我正在尝试将列标题添加到 csv 文件中,我已经使用 Pandas 将其解析为数据框。
dfTrades = pd.read_csv('pnl1.txt',delim_whitespace=True,header=None,);
dfTrades = dfTrades.drop(dfTrades.columns[[3,4,6,8,10,11,13,15,17,18,25,27,29,32]], axis=1) # Note: zero indexed
dfTrades = dfTrades.set_index([dfTrades.index]);
df = pd.DataFrame(dfTrades,columns=['TradeDate',
'TradeTime',
'CumPnL',
'DailyCumPnL',
'RealisedPnL',
'UnRealisedPnL',
'CCYCCY',
'CCYCCYPnLDaily',
'Position',
'CandleOpen',
'CandleHigh',
'CandleLow',
'CandleClose',
'CandleDir',
'CandleDirSwings',
'TradeAmount',
'Rate',
'PnL/Trade',
'Venue',
'OrderType',
'OrderID'
'Code']);
print df
The structure of the data is:
数据结构如下:
01/10/2015 05:47.3 190 190 -648 838 EURNOK -648 0 0 611 -1137 -648 H 2 -1000000 9.465 -648 INTERNAL IOC 287 AS
What Pandas returns is:
Pandas 返回的是:
TradeDate TradeTime CumPnL DailyCumPnL RealisedPnL UnRealisedPnL \
0 NaN NaN NaN NaN NaN NaN ...
I would appreciate any advice on the issue.
我将不胜感激关于这个问题的任何建议。
Thanks
谢谢
Ps. Thanks to Ed for his answer. I have tried your suggestion with
附言。感谢 Ed 的回答。
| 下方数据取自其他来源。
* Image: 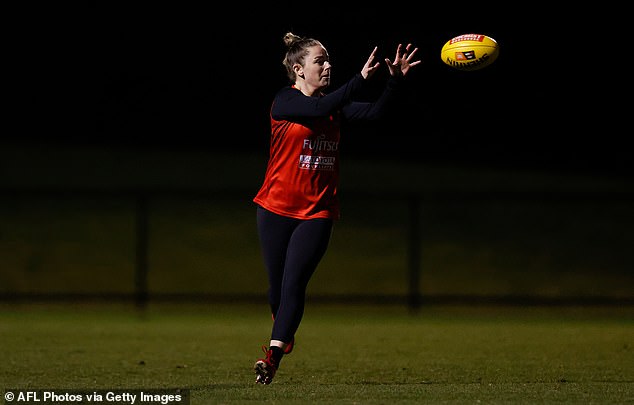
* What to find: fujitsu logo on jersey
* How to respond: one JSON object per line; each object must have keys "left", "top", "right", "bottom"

{"left": 303, "top": 134, "right": 338, "bottom": 152}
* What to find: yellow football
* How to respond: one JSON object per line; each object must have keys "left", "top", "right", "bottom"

{"left": 440, "top": 34, "right": 499, "bottom": 71}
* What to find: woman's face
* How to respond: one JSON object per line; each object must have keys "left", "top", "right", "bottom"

{"left": 300, "top": 45, "right": 331, "bottom": 90}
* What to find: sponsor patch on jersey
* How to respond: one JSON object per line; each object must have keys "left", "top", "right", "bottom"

{"left": 298, "top": 155, "right": 335, "bottom": 171}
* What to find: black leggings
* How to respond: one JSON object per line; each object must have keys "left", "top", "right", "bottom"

{"left": 256, "top": 206, "right": 333, "bottom": 343}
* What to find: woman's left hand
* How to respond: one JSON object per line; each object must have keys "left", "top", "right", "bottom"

{"left": 385, "top": 43, "right": 421, "bottom": 77}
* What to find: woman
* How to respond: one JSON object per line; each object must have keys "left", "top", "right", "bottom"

{"left": 252, "top": 32, "right": 420, "bottom": 384}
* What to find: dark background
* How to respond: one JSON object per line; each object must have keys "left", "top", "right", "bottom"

我已经尝试过你的建议
df = dfTrades.columns=['TradeDate',
'TradeTime',
'CumPnL',
'DailyCumPnL',
'RealisedPnL',
'UnRealisedPnL',
'CCYCCY',
'CCYCCYPnLDaily',
'Position',
'CandleOpen',
'CandleHigh',
'CandleLow',
'CandleClose',
'CandleDir',
'CandleDirSwings',
'TradeAmount',
'Rate',
'PnL/Trade',
'Venue',
'OrderType',
'OrderID'
'Code'];
But now the problem has morphed to:
但是现在问题变成了:
ValueError: Length mismatch: Expected axis has 22 elements, new values have 21 elements
I have taken the shape of the matrix and got: dfTrades.shape
我已经采用了矩阵的形状并得到了:dfTrades.shape
(12056, 22)
So sadly i still need some help :(
很遗憾,我仍然需要一些帮助:(
采纳答案by EdChum
Assign directly to the columns:
直接分配给列:
df.columns = ['TradeDate',
'TradeTime',
'CumPnL',
'DailyCumPnL',
'RealisedPnL',
'UnRealisedPnL',
'CCYCCY',
'CCYCCYPnLDaily',
'Position',
'CandleOpen',
'CandleHigh',
'CandleLow',
'CandleClose',
'CandleDir',
'CandleDirSwings',
'TradeAmount',
'Rate',
'PnL/Trade',
'Venue',
'OrderType',
'OrderID'
'Code']
What you're doing is reindexing and because the columns don't agree get all NaN
s as you're passing the df as the data it will align on existing column names and index values.
您正在做的是重新索引,因为列不同意NaN
在您将 df 作为数据传递时获取所有s,它将与现有列名和索引值对齐。
You can see the same semantic behaviour here:
您可以在此处看到相同的语义行为:
In [240]:
df = pd.DataFrame(data= np.random.randn(5,3), columns = np.arange(3))
df
Out[240]:
0 1 2
0 1.037216 0.761995 0.153047
1 -0.602141 -0.114032 -0.323872
2 -1.188986 0.594895 -0.733236
3 0.556196 0.363965 -0.893846
4 0.547791 -0.378287 -1.171706
In [242]:
df1 = pd.DataFrame(df, columns = list('abc'))
df1
Out[242]:
a b c
0 NaN NaN NaN
1 NaN NaN NaN
2 NaN NaN NaN
3 NaN NaN NaN
4 NaN NaN NaN
Alternatively you can pass the np array as the data:
或者,您可以将 np 数组作为数据传递:
df = pd.DataFrame(dfTrades.values,columns=['TradeDate',
In [244]:
df1 = pd.DataFrame(df.values, columns = list('abc'))
df1
Out[244]:
a b c
0 1.037216 0.761995 0.153047
1 -0.602141 -0.114032 -0.323872
2 -1.188986 0.594895 -0.733236
3 0.556196 0.363965 -0.893846
4 0.547791 -0.378287 -1.171706
回答by Farshid
You can try this way:
You can use names directly in the read_csv
你可以试试这样:你可以直接在 read_csv
names : array-like, default None List of column names to use. If the file contains no header row, then you should explicitly pass header=None
名称:类似数组,默认无要使用的列名列表。如果文件不包含标题行,则应明确传递 header=None
Cov = pd.read_csv("path/to/file.txt", sep='\t',
names = ["Sequence", "Start", "End", "Coverage"])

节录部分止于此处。